Wednesday, November 2, 2011



The symptoms of mononucleosis really are a sore throat, fever, fatigue, weight loss, malaise, pharyngeal inflammation, vomiting, petechiae and lack of appetite.
Common signs include lymphadenopathy (enlarged lymph nodes), splenomegaly (enlarged spleen), hepatitis (is best described as inflammation of hepatocytes—cells in the liver) and hemolysis (the bursting of red blood cells).
Often, If the symptoms of mononucleosis are not apparent to begin with 48 hours of possible viral infection, then mononucleosis will never be present. Older adults are more unlikely that to possess a sore throat or lymphadenopathy, but are instead more prone to present with hepatomegaly [enlargement of many liver] and jaundice. Rarer indicators include thrombocytopenia [lower stages of platelets], with or without pancytopenia (lower stages of every type of blood cells), splenic rupture, splenic hemorrhage, upper airway obstruction, pericarditis and pneumonitis.
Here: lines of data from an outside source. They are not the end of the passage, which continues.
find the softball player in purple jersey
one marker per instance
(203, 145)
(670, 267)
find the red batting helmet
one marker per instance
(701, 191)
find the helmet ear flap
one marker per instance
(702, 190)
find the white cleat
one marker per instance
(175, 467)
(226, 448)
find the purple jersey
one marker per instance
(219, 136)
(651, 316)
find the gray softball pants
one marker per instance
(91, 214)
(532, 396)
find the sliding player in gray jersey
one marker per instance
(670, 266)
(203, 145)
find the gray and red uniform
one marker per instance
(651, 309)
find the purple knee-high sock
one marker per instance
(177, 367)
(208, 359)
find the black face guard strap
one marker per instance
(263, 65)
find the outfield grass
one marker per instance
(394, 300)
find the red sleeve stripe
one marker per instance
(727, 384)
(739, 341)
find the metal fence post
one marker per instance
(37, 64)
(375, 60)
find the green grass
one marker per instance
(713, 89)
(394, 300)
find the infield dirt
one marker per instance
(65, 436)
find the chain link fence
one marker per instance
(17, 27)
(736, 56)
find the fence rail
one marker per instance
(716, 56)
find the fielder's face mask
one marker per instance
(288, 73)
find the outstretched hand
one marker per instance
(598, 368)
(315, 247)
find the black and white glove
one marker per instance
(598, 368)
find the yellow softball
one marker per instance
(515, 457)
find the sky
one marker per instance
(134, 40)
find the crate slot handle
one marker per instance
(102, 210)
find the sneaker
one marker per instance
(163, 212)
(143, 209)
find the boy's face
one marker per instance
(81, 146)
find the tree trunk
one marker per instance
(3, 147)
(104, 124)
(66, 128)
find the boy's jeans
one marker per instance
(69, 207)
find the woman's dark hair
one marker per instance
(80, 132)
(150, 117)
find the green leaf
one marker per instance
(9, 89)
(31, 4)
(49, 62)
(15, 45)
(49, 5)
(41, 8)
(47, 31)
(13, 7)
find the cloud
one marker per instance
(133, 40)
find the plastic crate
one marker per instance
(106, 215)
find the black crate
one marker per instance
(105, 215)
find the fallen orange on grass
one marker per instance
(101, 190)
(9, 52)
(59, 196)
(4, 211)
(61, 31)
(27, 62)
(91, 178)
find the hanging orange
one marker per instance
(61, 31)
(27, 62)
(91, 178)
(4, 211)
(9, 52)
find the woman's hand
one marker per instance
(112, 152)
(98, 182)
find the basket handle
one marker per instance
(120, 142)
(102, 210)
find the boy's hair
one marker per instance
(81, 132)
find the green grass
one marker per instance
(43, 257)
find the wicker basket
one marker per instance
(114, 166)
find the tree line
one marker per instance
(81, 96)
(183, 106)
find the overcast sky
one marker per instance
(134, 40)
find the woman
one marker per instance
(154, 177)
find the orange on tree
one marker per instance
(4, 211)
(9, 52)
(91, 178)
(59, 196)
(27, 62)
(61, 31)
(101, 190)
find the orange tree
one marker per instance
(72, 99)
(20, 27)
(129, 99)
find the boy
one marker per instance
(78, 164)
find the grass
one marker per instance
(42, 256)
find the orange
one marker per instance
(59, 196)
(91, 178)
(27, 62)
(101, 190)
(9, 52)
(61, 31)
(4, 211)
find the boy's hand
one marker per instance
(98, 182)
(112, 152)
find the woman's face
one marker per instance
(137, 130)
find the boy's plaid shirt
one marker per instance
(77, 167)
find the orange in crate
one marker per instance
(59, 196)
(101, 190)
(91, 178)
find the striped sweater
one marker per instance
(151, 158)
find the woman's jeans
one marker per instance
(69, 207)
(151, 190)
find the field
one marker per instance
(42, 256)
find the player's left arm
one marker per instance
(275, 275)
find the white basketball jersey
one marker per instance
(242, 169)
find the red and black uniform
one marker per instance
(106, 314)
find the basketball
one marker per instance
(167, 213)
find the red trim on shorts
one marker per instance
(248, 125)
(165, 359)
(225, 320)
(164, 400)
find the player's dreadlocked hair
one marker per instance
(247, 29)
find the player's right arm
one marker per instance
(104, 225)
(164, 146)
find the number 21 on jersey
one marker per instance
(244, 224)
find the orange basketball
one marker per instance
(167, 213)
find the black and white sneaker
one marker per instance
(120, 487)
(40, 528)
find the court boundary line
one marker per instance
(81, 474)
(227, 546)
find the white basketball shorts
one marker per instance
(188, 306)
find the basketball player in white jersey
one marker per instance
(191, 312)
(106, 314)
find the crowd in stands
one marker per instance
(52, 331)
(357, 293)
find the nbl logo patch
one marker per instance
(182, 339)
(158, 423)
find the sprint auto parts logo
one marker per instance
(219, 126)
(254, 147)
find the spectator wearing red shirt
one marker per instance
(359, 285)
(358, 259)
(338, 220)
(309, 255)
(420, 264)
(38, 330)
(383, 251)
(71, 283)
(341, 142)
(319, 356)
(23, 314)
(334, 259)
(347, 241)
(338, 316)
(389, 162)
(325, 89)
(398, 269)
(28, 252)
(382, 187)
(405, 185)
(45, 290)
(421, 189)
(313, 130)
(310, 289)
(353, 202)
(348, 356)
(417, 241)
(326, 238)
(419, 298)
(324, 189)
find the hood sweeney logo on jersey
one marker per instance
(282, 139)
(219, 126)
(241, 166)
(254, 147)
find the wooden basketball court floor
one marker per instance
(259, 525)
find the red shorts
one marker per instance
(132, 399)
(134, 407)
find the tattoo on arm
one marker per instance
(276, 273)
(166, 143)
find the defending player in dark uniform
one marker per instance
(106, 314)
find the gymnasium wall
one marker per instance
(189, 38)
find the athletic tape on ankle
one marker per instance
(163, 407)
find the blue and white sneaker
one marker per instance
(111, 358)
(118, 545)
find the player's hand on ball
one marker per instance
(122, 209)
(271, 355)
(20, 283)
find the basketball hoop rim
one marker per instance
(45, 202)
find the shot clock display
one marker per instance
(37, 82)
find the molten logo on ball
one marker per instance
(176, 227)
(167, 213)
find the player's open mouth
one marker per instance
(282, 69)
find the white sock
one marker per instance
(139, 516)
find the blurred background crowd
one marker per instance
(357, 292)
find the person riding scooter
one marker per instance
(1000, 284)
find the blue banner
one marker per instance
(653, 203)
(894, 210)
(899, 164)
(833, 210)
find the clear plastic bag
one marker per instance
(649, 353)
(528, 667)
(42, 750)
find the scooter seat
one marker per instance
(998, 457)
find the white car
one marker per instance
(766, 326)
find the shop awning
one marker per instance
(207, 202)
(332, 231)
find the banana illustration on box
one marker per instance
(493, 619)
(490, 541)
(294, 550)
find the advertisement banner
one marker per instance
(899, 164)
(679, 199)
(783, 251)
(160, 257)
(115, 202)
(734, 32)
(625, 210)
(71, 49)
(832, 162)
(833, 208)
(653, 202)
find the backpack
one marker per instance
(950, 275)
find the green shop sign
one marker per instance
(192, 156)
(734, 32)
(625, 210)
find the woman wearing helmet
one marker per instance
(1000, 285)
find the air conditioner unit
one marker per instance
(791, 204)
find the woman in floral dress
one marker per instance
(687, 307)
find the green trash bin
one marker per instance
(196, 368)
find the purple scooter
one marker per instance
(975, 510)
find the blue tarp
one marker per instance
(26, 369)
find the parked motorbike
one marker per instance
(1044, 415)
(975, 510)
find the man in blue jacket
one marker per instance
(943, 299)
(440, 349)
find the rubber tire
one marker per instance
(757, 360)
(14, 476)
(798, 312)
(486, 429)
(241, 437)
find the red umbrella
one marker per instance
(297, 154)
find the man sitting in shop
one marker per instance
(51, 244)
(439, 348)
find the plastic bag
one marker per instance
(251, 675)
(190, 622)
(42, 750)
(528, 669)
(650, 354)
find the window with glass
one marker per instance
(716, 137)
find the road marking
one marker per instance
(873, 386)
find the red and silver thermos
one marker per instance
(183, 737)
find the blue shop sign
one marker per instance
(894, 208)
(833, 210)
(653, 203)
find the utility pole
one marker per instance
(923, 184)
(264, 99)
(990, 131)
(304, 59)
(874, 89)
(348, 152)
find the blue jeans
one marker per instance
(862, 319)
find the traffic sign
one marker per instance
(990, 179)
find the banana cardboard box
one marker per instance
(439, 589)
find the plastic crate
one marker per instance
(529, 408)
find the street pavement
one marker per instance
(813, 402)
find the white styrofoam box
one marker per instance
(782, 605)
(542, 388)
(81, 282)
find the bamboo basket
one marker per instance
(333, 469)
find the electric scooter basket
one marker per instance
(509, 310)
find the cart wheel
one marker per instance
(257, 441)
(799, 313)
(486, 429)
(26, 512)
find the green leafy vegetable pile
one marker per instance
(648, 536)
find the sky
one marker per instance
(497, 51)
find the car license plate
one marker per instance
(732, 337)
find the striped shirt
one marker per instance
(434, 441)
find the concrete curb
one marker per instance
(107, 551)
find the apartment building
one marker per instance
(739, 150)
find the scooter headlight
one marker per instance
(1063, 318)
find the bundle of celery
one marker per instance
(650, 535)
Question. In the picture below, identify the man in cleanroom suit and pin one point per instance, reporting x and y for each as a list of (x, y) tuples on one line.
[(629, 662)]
Another rare manifestation of mononucleosis is erythema multiforme.
Mononucleosis is often amid secondary cold agglutinin disease—an autoimmune disease during which abnormal circulating antibodies directed against red blood cells can lead into a sort of autoimmune hemolytic anemia. The cold agglutinin detected is of anti-i specificity. Patients with the symptoms of mononucleosis are sometimes misdiagnosed with a streptococcal pharyngitis [because of the classical clinical triad of fever, pharyngitis and adenopathy] and therefore are given antibiotics comparable to ampicillin or amoxicillin as treatment. 

Symptoms of Mononucleosis


Symptoms of Mononucleosis (also known in North America as mono, the kissing disease or Pfeiffer's disease, and a lot more commonly known as glandular fever in other English-speaking countries) is known as a disease seen most commonly in adolescents and young adults, characterized by fever, sore throat and fatigue. It really is caused by the Epstein-Barr virus (EBV) or the cytomegalovirus (CMV). Its typically transmitted from asymptomatic individuals through saliva or blood, or by sharing a drinking glass, eating utensils, or needles. The disease is way less contagious than is usually thought. Since the causative virus is also discovered the mucus of a typical infected person, it may be contracted in the—albeit, highly unlikely—circumstance of ingesting droplets by a carrier's cough or sneeze.